Supervisors Avalos, Kim, Mar, and Wiener.

Members of the SF Board of Supervisors are calling attention to the need to fund the SFMTA’s Bicycle and Pedestrian Strategies, as well as the delayed Better Market Street project, which suddenly looks like it might not include space for bicycling.

The Market Street situation concerned Supervisors Scott Wiener and John Avalos enough to call separate hearings and release statements on the issue. Both are troubled by the new completion date of 2019 — a four-year delay — and the idea of building protected bike lanes on downtown Mission instead of Market, which was recently added as a potential option to the surprise of advocates and supervisors.

Avalos called for a hearing at the next meeting of the SF County Transportation Authority Board on February 26. In a statement, he said, “Market Street is the most bicycled street West of the Mississippi, and I believe it deserves dedicated cycle tracks along its full length.

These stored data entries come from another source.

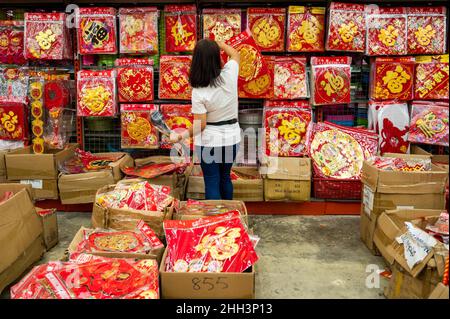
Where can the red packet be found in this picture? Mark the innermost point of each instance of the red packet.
(138, 30)
(346, 27)
(11, 42)
(286, 125)
(210, 244)
(178, 118)
(181, 27)
(174, 77)
(136, 128)
(290, 80)
(386, 31)
(431, 80)
(392, 79)
(427, 27)
(330, 80)
(134, 80)
(267, 27)
(429, 123)
(338, 152)
(306, 29)
(96, 93)
(97, 30)
(221, 24)
(46, 36)
(13, 121)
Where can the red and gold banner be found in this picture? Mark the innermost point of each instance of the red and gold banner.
(331, 78)
(386, 31)
(181, 28)
(221, 24)
(138, 30)
(431, 81)
(97, 30)
(392, 79)
(346, 27)
(96, 93)
(306, 29)
(174, 77)
(427, 30)
(137, 130)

The current state of Market Street with the ‘now you see it, now you don’t’ zig-zagging bike lane is unbecoming for the premiere thoroughfare of one of America’s premier bicycling cities… We, as city officials, can’t squander this once in a lifetime opportunity.”

Wiener’s hearing would take place at an upcoming meeting at the Board of Supervisors Land Use and Economic Development Committee. “The Better Market Street project should be the best example of improving our streets through creating safer pedestrian and bike access and making thoughtful transit decisions,” he said in a statement. “The plan should encourage people to make better use of public space and to advance our city’s Transit-First policy. We need to carefully scrutinize any changes to the plan that could impact that goal.”

On funding the Pedestrian Strategy, D6 Supervisor Jane Kim called a hearing with city staffers about how to fund the safety improvements needed to reach the plan’s goals, which include cutting pedestrian injuries in half by 2020. She didn’t say if Mayor Ed Lee was expected to attend.